EWG’s new survey of 173 bottled water brands finds a few improvements – but still too many secrets and too much advertising hype. Overall, 18 percent of bottled waters fail to list the source, and 32 percent disclose nothing about the treatment or purity of the water. Much of the marketing nonsense that drew ridicule last year can still be found on a number of labels.
“The industry’s lack of information on source, purity and treatment of bottled water isn’t some coincidence,” said Jane Houlihan, EWG’s senior vice president for research. “Bottled water companies try hard to hide any information consumers may find troubling. They don’t tell where the water comes from and what pollutants they may have found. Their ads depict mountain streams and natural springs. Yet nearly half the time, according to the industry’s own statistics, they’re bottling tap water.”
Municipal tap water is the source for 47.8 percent of bottled water, according to the Beverage Marketing Corporation's annual report for 2009.
Fiji Natural Artesian Water boasts of drawing “rainfall... purified by equatorial winds after traveling thousands of miles across the Pacific Ocean.” H2Om Natural Spring Water promises a mystical “energetic interaction with the element that sustains your life.” And Oregon Rain Natural Virgin Water says its water originates “Over the Pacific Ocean, where fresh, cold air from the North Pole meets warm air from the equator, clouds dripping with naturally clean, pure water are produced. These clouds travel from the ocean, avoiding populated areas and arrive over the Willamette Valley.”

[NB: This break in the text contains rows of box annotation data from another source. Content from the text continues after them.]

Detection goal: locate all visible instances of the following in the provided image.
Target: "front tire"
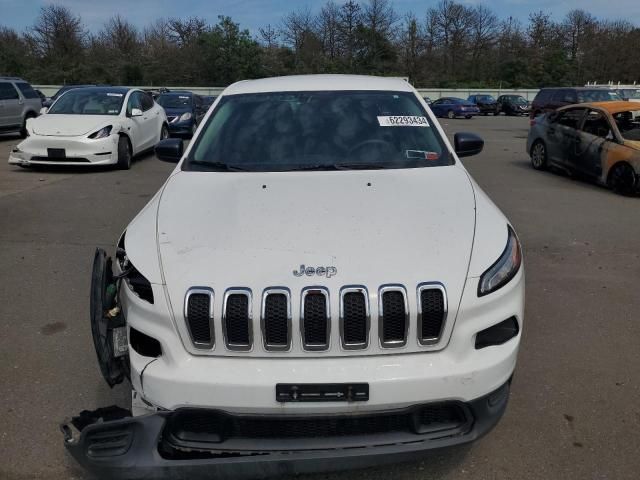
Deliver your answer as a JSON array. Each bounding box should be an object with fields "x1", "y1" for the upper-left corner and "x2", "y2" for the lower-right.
[
  {"x1": 607, "y1": 162, "x2": 638, "y2": 195},
  {"x1": 531, "y1": 140, "x2": 547, "y2": 170},
  {"x1": 116, "y1": 136, "x2": 131, "y2": 170}
]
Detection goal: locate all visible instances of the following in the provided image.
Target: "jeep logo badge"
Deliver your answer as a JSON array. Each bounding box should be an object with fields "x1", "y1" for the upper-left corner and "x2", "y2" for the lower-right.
[{"x1": 293, "y1": 264, "x2": 338, "y2": 278}]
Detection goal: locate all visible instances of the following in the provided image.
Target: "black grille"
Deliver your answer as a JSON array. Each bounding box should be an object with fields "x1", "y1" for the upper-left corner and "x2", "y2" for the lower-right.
[
  {"x1": 420, "y1": 288, "x2": 445, "y2": 341},
  {"x1": 187, "y1": 293, "x2": 213, "y2": 345},
  {"x1": 166, "y1": 402, "x2": 471, "y2": 448},
  {"x1": 382, "y1": 290, "x2": 407, "y2": 343},
  {"x1": 342, "y1": 292, "x2": 367, "y2": 345},
  {"x1": 264, "y1": 293, "x2": 289, "y2": 348},
  {"x1": 224, "y1": 293, "x2": 251, "y2": 346},
  {"x1": 303, "y1": 292, "x2": 328, "y2": 347}
]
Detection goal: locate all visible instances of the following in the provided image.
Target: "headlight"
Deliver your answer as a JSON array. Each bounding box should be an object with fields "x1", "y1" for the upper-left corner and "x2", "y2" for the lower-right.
[
  {"x1": 89, "y1": 125, "x2": 113, "y2": 139},
  {"x1": 478, "y1": 226, "x2": 522, "y2": 297}
]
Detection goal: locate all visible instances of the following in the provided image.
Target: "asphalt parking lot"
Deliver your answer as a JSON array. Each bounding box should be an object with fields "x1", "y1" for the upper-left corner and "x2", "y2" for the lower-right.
[{"x1": 0, "y1": 117, "x2": 640, "y2": 480}]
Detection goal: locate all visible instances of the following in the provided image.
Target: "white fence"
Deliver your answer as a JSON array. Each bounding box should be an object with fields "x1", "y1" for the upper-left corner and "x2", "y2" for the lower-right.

Major water bottlers are trying hard to look green. Stung by environmentalists’ warnings about out-of-control plastic garbage and source water depletion, they have launched expensive ad campaigns encasing their water in “greener” plastic like Dasani’s “Plantbottle” and Poland Spring’s “Eco-Shape” container. So far, consumers have been underwhelmed: bottled water volume dropped by 1 percent in 2008 and another 2.5 percent in 2009.

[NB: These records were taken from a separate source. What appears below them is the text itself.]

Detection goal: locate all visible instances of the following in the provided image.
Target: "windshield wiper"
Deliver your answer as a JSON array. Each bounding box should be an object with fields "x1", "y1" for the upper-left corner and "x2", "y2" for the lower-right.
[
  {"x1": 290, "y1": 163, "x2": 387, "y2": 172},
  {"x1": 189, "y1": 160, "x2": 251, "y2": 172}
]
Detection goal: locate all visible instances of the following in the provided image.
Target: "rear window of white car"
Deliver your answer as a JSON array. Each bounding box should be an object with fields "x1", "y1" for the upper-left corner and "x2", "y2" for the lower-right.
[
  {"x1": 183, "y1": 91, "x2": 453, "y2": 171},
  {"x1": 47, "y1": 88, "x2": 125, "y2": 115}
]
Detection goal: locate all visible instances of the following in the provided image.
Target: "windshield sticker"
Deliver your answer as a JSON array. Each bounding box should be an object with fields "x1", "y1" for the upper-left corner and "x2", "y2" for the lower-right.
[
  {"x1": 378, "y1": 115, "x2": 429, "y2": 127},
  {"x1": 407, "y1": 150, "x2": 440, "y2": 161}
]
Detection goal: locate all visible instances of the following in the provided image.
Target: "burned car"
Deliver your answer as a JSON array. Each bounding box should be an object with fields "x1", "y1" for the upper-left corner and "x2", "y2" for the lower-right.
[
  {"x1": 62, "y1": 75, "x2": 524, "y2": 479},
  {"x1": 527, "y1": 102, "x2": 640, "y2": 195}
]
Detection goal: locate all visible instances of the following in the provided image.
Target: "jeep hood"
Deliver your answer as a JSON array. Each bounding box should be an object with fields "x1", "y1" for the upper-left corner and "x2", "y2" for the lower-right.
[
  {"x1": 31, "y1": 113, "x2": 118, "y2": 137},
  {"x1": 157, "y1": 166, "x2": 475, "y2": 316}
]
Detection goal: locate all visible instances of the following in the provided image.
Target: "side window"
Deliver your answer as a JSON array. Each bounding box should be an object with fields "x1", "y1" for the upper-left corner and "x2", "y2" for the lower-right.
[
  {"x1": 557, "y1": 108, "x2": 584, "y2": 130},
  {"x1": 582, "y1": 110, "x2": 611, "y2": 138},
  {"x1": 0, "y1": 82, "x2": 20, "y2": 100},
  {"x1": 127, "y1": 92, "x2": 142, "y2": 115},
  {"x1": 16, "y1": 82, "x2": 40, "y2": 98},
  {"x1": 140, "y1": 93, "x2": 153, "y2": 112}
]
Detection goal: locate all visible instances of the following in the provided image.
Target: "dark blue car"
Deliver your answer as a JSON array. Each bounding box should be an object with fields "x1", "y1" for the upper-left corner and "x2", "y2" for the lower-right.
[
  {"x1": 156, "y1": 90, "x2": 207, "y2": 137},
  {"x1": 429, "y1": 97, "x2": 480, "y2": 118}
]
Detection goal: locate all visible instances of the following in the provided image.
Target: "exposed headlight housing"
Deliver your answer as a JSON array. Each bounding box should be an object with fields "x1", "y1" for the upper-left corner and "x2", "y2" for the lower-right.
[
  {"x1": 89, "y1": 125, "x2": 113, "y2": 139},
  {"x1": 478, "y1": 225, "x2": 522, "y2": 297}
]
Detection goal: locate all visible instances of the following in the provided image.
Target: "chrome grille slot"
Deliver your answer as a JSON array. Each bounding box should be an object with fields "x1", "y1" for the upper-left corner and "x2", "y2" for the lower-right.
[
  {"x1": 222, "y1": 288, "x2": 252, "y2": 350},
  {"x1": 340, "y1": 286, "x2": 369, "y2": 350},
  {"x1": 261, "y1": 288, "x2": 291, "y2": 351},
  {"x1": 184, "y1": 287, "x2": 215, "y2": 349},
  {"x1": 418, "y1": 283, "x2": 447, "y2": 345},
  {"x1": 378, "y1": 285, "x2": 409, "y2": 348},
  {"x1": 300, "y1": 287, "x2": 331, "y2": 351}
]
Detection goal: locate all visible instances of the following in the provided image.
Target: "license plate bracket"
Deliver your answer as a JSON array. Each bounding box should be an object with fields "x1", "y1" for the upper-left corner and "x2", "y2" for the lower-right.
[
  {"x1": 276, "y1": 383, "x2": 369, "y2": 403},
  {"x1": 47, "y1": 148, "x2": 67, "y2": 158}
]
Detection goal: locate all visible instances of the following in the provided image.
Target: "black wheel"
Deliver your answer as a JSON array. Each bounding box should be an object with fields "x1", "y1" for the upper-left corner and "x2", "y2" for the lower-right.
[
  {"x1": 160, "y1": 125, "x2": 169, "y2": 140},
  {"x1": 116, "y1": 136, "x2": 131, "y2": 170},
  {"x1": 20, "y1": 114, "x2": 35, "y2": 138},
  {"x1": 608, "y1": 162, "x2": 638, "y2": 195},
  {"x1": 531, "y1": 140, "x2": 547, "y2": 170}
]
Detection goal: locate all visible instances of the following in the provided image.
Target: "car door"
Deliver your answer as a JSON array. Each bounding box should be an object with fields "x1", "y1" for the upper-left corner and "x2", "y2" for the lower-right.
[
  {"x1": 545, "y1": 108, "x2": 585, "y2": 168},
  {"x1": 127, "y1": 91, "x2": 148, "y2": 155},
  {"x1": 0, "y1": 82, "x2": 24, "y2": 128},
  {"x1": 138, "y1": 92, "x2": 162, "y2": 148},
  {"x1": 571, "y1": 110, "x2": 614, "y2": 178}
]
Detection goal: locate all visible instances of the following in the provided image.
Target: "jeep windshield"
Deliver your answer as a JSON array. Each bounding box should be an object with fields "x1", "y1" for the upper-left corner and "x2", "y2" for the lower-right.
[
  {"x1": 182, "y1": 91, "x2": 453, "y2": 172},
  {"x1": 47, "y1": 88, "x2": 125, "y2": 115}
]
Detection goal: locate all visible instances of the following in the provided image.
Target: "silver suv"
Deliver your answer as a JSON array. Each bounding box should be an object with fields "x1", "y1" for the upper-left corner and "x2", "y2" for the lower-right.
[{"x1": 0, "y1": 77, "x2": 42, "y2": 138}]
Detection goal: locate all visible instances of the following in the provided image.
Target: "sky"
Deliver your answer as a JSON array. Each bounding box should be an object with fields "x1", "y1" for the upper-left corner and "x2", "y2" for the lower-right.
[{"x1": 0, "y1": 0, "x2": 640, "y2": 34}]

"Water bottlers are clearly having difficulty reading the writing on the wall or else there would already be clearer writing on their labels," said Leslie Samuelrich, Chief of Staff for Corporate Accountability International. "The public is calling on corporations like Coke to label the source of its water. State governments are calling for it. Congress is calling for it. The longer the industry avoids transparency, the more it forces the hand of civil servants to advocate the consumer's right to know."
"EWG's latest survey further highlights how far bottled water companies will go to obscure the truth behind their expensive gimmick," said Food & Water Watch Executive Director Wenonah Hauter. "More than ever, consumers are better off sticking to a type of water whose source and quality is required by law to be reported to the public – that from the tap."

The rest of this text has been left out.